Jan 30, 17 / Pis 02, 01 05:51 UTC

The Future of Music  

Hello fellow Ásgardians!

I am curious as to what music you are all interested in as of late, and in what direction you see music going in the future, both on the earth and in Ásgardia.

I am infinitely passionate about music, and I love to hear what other people think, and are interested in, in that regard.

Let's talk!

Jan 30, 17 / Pis 02, 01 18:24 UTC

Music preferences are different. I prefer heavy metal, but also like to bury myself in classical music (Paganini, Vivaldi, Bach). Trailer (epic) music is also cool. It's hard to predict the future of music because people are different. Some time ago rock was on top, later it was disco, now it's pop. It's just too dependant of preference - and preferences do change.

Jan 31, 17 / Pis 03, 01 01:34 UTC

I find it fascinating that a lot of people that are into metal are also very into classical music. They must have similar riffs. I see a lot of music styles still very prevalent in modern creations, but there is a common theme of mixing electronica with whatever style is desired. A combination of both classical and electric instruments with digitally created sounds and beats seem to be the major trend (Rocktronica, Jazztronica, Bluestronica, Alt Pop...Etc)

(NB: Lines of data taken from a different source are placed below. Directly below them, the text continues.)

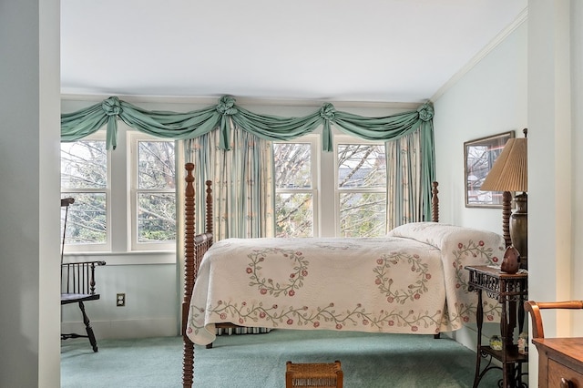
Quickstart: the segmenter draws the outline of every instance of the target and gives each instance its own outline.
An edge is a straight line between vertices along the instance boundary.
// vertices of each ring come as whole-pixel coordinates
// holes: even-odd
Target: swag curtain
[[[394,217],[390,225],[394,228],[404,222],[431,220],[431,183],[435,180],[433,117],[429,103],[414,111],[383,117],[337,111],[332,104],[326,103],[305,117],[282,117],[250,112],[237,106],[230,96],[220,97],[215,107],[186,113],[148,111],[111,97],[85,109],[61,115],[61,139],[75,141],[107,126],[107,149],[115,149],[118,119],[139,131],[174,139],[195,138],[217,129],[218,140],[213,141],[222,150],[231,149],[233,130],[263,140],[287,141],[322,127],[324,151],[332,150],[332,125],[342,132],[365,139],[392,143],[399,139],[390,146],[387,158],[391,160],[389,168],[396,174],[391,178],[394,181],[389,183],[394,189],[389,191],[393,197],[388,199],[391,206],[397,207],[390,211]],[[414,139],[414,144],[411,141]],[[399,209],[400,206],[404,208]]]
[[[184,140],[185,161],[195,165],[196,230],[205,230],[205,185],[211,180],[215,240],[273,236],[271,142],[235,127],[230,150],[220,147],[219,131]]]

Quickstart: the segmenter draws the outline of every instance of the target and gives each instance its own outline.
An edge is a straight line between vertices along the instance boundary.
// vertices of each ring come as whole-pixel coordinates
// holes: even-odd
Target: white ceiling
[[[527,2],[61,0],[61,92],[421,102]]]

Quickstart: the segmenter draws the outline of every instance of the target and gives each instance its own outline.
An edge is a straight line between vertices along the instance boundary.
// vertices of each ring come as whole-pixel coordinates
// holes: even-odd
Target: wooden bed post
[[[431,189],[431,220],[434,222],[439,222],[439,198],[437,194],[437,182],[433,182]]]
[[[205,182],[205,184],[207,185],[207,198],[206,198],[206,222],[207,224],[205,225],[205,231],[207,233],[210,233],[212,234],[212,189],[210,189],[210,186],[212,186],[212,181],[211,180],[207,180]]]
[[[185,210],[184,210],[184,300],[182,301],[182,385],[184,387],[192,386],[194,374],[194,343],[186,333],[189,310],[190,308],[190,298],[192,297],[192,288],[194,287],[194,233],[195,233],[195,215],[194,215],[194,177],[192,170],[194,164],[187,163],[184,168],[187,170],[186,190],[185,190]]]
[[[511,203],[512,194],[510,194],[510,191],[504,191],[502,193],[502,236],[504,237],[505,248],[508,248],[512,245],[512,240],[510,239],[510,214],[512,214]]]

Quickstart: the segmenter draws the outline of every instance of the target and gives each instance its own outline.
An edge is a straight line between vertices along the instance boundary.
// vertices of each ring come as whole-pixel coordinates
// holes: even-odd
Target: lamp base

Feb 4, 17 / Pis 07, 01 23:21 UTC

Hello! I love Irish music, metal, rock, opera, rock opera.

Feb 5, 17 / Pis 08, 01 06:06 UTC

I am mainly into New country music, but i can listen to anything

Feb 5, 17 / Pis 08, 01 15:17 UTC

I believe the future of music depends very much on whether AI develops music appreciation or not. In my opinion this is a huge hurdle for developers. Today you can plug a formula into a machine and generate a new symphony each second. What you can't do is automate musicianship. I think that art appreciation is a vital intermediary step in the development of artificial intelligence. I could be wrong, but it seems to me that art is more fundamental to conveying meaning than spoken language. Star Trek didn't take it far enough: there may well come a day when you can tell your computer to dim the lights and improvise a tune that suits your current mood.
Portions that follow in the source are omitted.